10. Бомж Хлебников и щука с бычьими рогами[*]
10. Бомж Хлебников и щука с бычьими рогами[*]
Всякое путешествие дублируется внутренним исследованием, словно внутренняя и внешняя линия изгиба вазы, которые моделируют друг друга.
Маргерит Юрсенар
(О «Пространствах и лабиринтах» В. Голованова)[800]
Василий Голованов при всем разнообразии, даже пестроте затрагиваемых тем не скрывает двух своих мыслительных пристрастий — интереса к истории анархизма и к геопоэтике. Они и стали темами его неожиданных на современный конвенциональный взгляд книг: «Тачанки с Юга. Художественное исследование махновского движения» (1997), «Остров, или Оправдание бессмысленных путешествий» (2002, о заполярном острове), «Время чаепития» (2004, лирические и геопоэтические рассказы), «Нестор Махно» (2008, биография, серия «ЖЗЛ»).

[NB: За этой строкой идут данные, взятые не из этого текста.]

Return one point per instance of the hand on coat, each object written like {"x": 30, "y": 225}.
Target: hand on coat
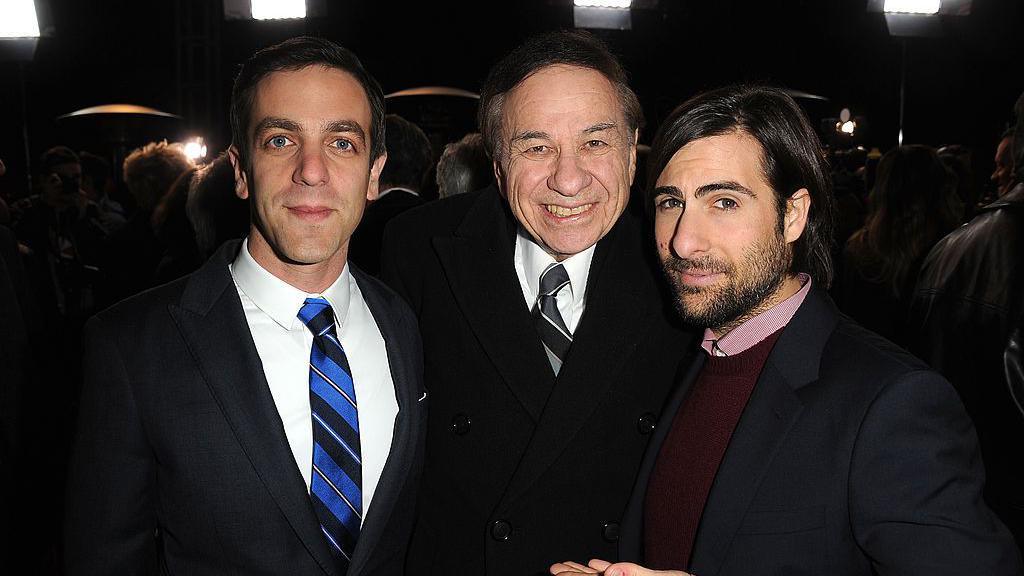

С анархизмом хоть и любопытно (кто еще из тех, чье имя на слуху, пишет о нем в наши дни, когда в моде правый «имперский дискурс» или же импортный антиглобализм? Мне вспомнился только «левак» Алексей Цветков-младший…), но все вроде бы понятно. Любопытнее с геопоэтикой, идеологом и популяризатором которой видит себя Голованов. Основав в 2002 году с единомышленниками группу «Путевой журнал», в том же году в журнале «Октябрь» Голованов выступил со своеобразным манифестом[801] своего движения (слово в данном случае имеет и буквальное значение). В соответствии с принципом: «„геопоэтика“ — это своеобразная реакция на уничижительное расчленение мира и души, продолжающееся в литературе уже несколько десятилетий», — она определяется как «особый метод письма, подобный путевому дневнику интеллектуала, или особый вид литературоведческих изысканий, сфокусированных на том, как Пространство раскрывается в слове — от скупых, назывных упоминаний в летописях, сагах, бортовых журналах пиратских капитанов до сногсшибательных образно-поэтических систем, которые мы обнаруживаем, например, у Хлебникова (применительно к системе Волга — Каспий), у Сент-Экзюпери (Сахара), у Сен-Жон Перса (Гоби, острова Карибского моря) или у Гогена (Полинезия)».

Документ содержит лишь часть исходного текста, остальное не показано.